Perfil de investimento deixa de ser oferecido

Uma medida que algumas entidades começaram a adotar para reduzir os custos, diz Cecilia Harumi, da LUZ Soluções Financeiras, é por meio da simplificação de suas estruturas internas. “Duas entidades em 2015, e uma em 2014, que haviam implementado os perfis de investimento deixaram de adotar a prática para reduzir as despesas. Em épocas de crise, a busca por uma estrutura mais simples tem movido algumas entidades”, explica a consultora.
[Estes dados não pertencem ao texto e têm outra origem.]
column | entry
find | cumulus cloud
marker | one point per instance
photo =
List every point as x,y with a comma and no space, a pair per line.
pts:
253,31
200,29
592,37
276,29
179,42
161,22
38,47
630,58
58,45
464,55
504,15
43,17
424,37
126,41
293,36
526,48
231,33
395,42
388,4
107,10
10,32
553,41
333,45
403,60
Os perfis de investimento, por necessitarem de um aumento nos controles e na exposição a diferentes tipos de fundos, cada qual com sua taxa de administração, onera de maneira relevante o fundo de pensão, aponta Cecilia. “São ferramentas que tornam a entidade mais sofisticada, mas por outro lado tem o incremento das despesas por causa dos controles”.
A consultora nota ainda que fundos de determinados perfis, como de renda variável no caso do mais agressivo, ficam praticamente sem nenhuma adesão em momentos como o atual, e a entidade paga uma taxa de administração apenas para manter uma estrutura sem uso. A sofisticação do mercado financeiro, com novos produtos, pondera Cecilia, levou algumas entidades a criarem estruturas próprias que se assemelham a de uma asset. “Algumas esquecem que o principal objetivo do fundo é preservação de capital”, destaca a consultora.